We will be using Linkerd to debug the sample application, we had deployed earlier in the workshop. The demo application emojivoto has some issues. Let's use that and Linkerd to diagnose an application that fails in ways which are a little more subtle than the entire service crashing.
Let's jump into debugging the Emojivoto application right away.
In the event that you look at the Linkerd dashboard (by running the linkerd dashboard
command), you should see all the resources in the emojivoto namespace, including the deployments. Every deployments running Linkerd shows success rate, requests per second and latency percentiles.

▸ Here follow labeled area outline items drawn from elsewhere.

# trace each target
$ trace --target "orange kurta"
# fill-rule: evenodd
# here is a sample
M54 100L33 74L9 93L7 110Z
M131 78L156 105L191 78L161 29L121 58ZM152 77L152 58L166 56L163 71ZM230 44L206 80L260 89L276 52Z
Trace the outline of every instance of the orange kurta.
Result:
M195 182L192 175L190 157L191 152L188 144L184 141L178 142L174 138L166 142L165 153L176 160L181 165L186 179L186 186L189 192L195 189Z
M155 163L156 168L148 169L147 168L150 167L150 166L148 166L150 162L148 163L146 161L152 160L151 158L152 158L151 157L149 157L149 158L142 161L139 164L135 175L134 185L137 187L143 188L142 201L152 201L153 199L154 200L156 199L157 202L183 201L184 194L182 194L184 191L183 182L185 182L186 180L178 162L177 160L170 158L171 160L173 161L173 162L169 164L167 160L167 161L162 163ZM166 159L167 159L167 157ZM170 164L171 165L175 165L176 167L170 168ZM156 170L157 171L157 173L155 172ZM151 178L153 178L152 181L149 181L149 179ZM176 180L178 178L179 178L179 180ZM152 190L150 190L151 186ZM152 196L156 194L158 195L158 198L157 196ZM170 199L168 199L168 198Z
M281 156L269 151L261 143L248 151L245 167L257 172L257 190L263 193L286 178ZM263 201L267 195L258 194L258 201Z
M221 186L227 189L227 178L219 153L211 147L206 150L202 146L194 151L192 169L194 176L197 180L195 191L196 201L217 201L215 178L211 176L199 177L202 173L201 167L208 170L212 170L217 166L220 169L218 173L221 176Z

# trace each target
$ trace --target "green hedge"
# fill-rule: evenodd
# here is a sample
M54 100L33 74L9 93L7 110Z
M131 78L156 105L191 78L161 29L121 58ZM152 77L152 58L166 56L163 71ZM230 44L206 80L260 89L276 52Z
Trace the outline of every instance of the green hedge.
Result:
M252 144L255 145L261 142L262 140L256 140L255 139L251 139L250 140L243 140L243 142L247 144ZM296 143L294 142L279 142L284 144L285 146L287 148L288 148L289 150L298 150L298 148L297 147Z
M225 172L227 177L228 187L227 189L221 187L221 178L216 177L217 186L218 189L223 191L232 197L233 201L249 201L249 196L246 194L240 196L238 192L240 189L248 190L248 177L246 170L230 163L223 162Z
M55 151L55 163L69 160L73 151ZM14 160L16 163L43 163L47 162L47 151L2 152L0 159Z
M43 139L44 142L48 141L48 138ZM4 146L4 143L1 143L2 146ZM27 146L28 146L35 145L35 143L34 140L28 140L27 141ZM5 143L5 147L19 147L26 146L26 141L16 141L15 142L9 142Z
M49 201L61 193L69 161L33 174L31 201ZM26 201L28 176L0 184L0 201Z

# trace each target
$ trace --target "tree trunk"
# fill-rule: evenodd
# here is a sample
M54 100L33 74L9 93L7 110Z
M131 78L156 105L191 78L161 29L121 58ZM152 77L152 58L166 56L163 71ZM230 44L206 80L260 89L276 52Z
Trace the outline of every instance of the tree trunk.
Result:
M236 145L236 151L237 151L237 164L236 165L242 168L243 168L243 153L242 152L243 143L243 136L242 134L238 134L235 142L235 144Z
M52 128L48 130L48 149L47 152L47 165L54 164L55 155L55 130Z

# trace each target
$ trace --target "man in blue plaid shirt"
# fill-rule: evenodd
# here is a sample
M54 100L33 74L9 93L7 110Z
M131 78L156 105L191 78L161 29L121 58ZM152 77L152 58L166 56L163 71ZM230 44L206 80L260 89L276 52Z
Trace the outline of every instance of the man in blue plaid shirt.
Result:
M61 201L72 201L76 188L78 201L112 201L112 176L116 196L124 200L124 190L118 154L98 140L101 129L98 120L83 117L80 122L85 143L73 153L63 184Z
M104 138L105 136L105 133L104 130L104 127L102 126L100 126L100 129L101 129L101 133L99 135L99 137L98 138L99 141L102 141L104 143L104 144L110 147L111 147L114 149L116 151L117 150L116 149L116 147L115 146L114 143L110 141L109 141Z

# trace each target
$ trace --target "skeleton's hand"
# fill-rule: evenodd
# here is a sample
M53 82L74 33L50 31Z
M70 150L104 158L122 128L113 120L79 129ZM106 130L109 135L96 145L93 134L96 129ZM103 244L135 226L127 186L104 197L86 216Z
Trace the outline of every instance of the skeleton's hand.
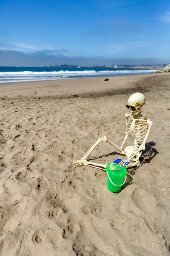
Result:
M108 138L106 136L103 136L102 137L101 139L102 141L103 141L103 142L106 142L106 141L108 141Z
M71 165L73 166L74 167L78 167L78 166L82 166L85 165L87 161L86 160L85 160L83 158L82 158L80 160L78 159L77 160L71 160Z

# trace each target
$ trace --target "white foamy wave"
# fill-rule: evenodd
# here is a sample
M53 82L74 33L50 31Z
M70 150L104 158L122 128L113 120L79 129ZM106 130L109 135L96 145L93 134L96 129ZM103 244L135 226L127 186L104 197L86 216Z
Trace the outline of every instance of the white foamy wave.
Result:
M51 72L34 72L25 71L16 72L0 72L0 83L16 81L36 81L58 80L91 77L135 75L155 73L156 70L108 70L96 71L93 70L69 71L63 70Z

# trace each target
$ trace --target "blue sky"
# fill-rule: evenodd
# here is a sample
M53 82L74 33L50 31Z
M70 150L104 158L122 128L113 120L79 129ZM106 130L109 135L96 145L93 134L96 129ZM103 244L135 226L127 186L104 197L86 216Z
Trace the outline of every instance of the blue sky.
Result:
M38 52L48 58L168 61L170 3L169 0L1 0L0 51L29 56ZM9 65L10 61L9 58Z

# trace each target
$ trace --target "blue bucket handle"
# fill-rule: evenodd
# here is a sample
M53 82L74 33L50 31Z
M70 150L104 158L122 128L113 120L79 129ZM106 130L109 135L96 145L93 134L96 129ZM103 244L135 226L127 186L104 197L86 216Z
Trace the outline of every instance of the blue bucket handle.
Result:
M127 175L126 175L125 176L125 180L123 182L123 183L122 183L122 185L116 185L116 184L114 184L114 183L113 183L112 181L112 180L111 180L110 178L110 177L109 176L109 175L108 174L108 172L107 172L107 175L108 176L108 178L109 179L109 180L110 181L110 182L111 182L111 183L112 183L113 184L113 185L114 185L114 186L122 186L123 185L124 185L125 184L125 183L126 182L126 178L127 177Z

If you see closely, you will observe success rate is below 100% because of some buggy endpoint present in the service.
The first thing you'll see here is that the web deployment is taking traffic from vote-bot (a deployment included with emojivoto to continually generate a low level of live traffic). The web deployment also has two outgoing dependencies, emoji and voting.
While the emoji deployment is handling every request from web successfully, it looks like the voting deployment is failing some requests! A failure in a dependent deployment may be exactly what is causing the errors that web is returning.
Scrolling down a little from the deployment page, we'll see a live list of all traffic that is incoming to and outgoing from web.
There are two calls that are not at 100%: the first is vote-bot's call to the '/api/vote' endpoint. The second is the 'VoteDoughnut' call from the web organization to its needy arrangement, casting a ballot.
Since '/api/vote' is an approaching call, and 'VoteDoughnut' is an active call, this is a decent sign that this endpoint is what's causing the issue!
To burrow somewhat more profound, we can click on the tap
symbol in the extreme right section. This will take us to the live rundown of requests that match just this endpoint. You'll see 'Unknown under the GRPC status section'.
This is because the requests are failing with a gRPC status code 2, which is a common error response.
Note: Linkerd is aware of gRPC's response classification without any other configuration.
Now at this point we have all the necessary debugging information which can help us to restore the application to stable/working state.